Chief among these is the Henry Jackson Society (HJS), a pro-war think tank based in London and named after the late US Senator (in 1953-83) and anti-Communist ideologue Henry “Scoop” Jackson. Founded in 2005, the HJS lists among its “international patrons” several of the US neocon gang responsible for the 2003 invasion of Iraq, alongside one of its main Australian boosters, former Labor MP Michael Danby.2 In 2011 it championed the equally illegal and even more disastrous US/UK/French regime-change war on Libya.

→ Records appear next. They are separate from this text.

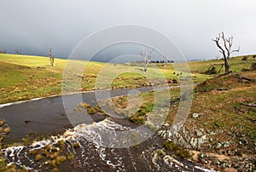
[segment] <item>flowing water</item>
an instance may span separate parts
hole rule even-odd
[[[145,88],[141,91],[151,89]],[[127,95],[128,91],[114,90],[111,95]],[[96,100],[94,95],[84,93],[83,100],[93,104]],[[67,96],[73,99],[73,95]],[[78,123],[59,135],[60,128],[71,126],[64,115],[61,96],[1,107],[0,118],[11,128],[6,140],[23,137],[31,131],[45,133],[45,135],[55,131],[53,132],[55,136],[29,146],[2,149],[2,156],[7,163],[15,164],[18,169],[23,167],[32,171],[51,171],[55,168],[60,171],[212,171],[162,150],[160,137],[152,135],[150,129],[137,129],[137,126],[125,119],[95,116],[96,122]]]
[[[138,146],[105,146],[106,141],[113,141],[113,145],[120,141],[113,140],[111,136],[117,131],[125,130],[136,129],[106,118],[92,124],[79,124],[61,135],[52,136],[27,146],[13,146],[1,152],[9,164],[15,163],[17,167],[23,166],[31,170],[52,169],[46,155],[36,161],[35,155],[31,152],[42,153],[42,150],[48,150],[49,153],[54,153],[61,150],[63,155],[69,153],[74,157],[58,167],[61,171],[211,171],[188,160],[167,154],[160,155],[158,152],[162,140],[157,135],[153,135]]]

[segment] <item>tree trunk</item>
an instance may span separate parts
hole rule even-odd
[[[225,59],[224,60],[224,66],[225,66],[225,74],[229,74],[230,73],[230,66],[229,66],[229,60]]]

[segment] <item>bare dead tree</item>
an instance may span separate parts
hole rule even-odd
[[[230,65],[229,65],[229,60],[230,57],[230,54],[234,52],[239,52],[240,47],[238,47],[237,49],[232,50],[232,45],[233,45],[233,37],[225,37],[224,32],[218,34],[218,36],[212,39],[213,42],[215,42],[217,47],[220,49],[219,52],[222,54],[224,60],[224,65],[225,67],[225,73],[230,73]],[[222,43],[221,43],[222,42]]]
[[[49,63],[50,63],[50,66],[54,66],[54,62],[55,62],[55,56],[52,55],[51,54],[51,48],[49,49]]]
[[[149,64],[149,62],[151,61],[151,58],[152,58],[152,52],[154,51],[154,49],[152,49],[149,53],[148,50],[144,51],[144,53],[143,53],[143,51],[141,50],[139,52],[139,54],[142,56],[143,63],[144,63],[144,72],[147,72],[148,69],[148,66]]]

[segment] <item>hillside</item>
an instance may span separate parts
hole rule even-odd
[[[124,66],[121,64],[85,60],[70,61],[73,64],[79,64],[79,66],[86,66],[84,73],[73,72],[74,76],[68,77],[70,82],[78,77],[82,78],[81,88],[77,91],[138,88],[150,85],[150,82],[159,84],[163,80],[167,80],[171,85],[173,85],[176,84],[176,82],[172,82],[173,79],[178,80],[179,77],[178,72],[175,72],[172,66],[166,68],[160,67],[160,70],[149,67],[144,73],[143,67],[138,66]],[[55,58],[54,66],[50,66],[48,57],[1,54],[0,104],[60,95],[62,75],[67,63],[67,60]],[[103,74],[101,73],[102,69],[104,69]],[[99,75],[105,75],[113,79],[108,88],[95,86]],[[188,74],[183,74],[185,75]],[[209,75],[199,73],[196,73],[196,76],[192,74],[192,77],[195,83],[201,83],[211,77]],[[105,83],[109,83],[109,81]]]

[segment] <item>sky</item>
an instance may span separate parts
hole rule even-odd
[[[166,35],[187,60],[221,57],[212,41],[221,31],[234,37],[234,49],[241,48],[233,55],[256,54],[255,10],[255,0],[2,0],[0,50],[47,55],[52,48],[55,57],[67,58],[95,32],[131,24]],[[132,47],[110,47],[95,59],[143,49]]]

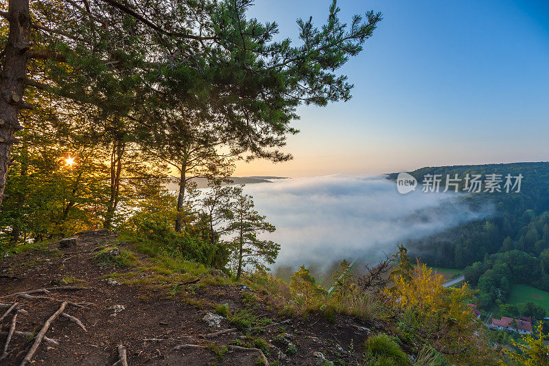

Hastie and Paterson have worked hand-in-glove with the HJS since at least 2017, with Hastie speaking at its international events and co-chairing—along with fellow Wolverine, the late Labor Party Senator Kimberly Kitching—the London-based International Parliamentary Alliance against China (IPAC), designed by the HJS and modelled upon the Wolverines to try to coordinate identically insane China policy uniformly throughout the so-called “democratic” world. Paterson replaced Hastie as IPAC co-chair in February 2021, following the latter’s promotion to assistant defence minister the previous December; as of this writing he has not resigned after his own promotion to the senior Shadow Cabinet, and continues to be listed as Australian co-chair on IPAC’s website alongside Labor MP Peter Khalil. A former Defence official and fellow Iraq war apologist, Khalil is currently chair of Canberra’s Parliamentary Joint Committee on Intelligence and Security (PJCIS), a role in which he was preceded by Paterson, and Hastie before him.
The PJCIS purports to exert democratic oversight of Australia’s intelligence agencies, but in practice has served almost exclusively as a rubber-stamp for their—and through them the Anglo-American establishment’s—agenda. Paterson’s appointment to the shadow cabinet, and Khalil’s appointment to chair the PJCIS in his place, once again illustrates that Australia is a one-party state where “national security”, or indeed any vital policy area is concerned.
1. “Former intel chiefs slam ‘Wolverines’, call for ‘sensible engagement’ with China”, AAS, 24 June 2020.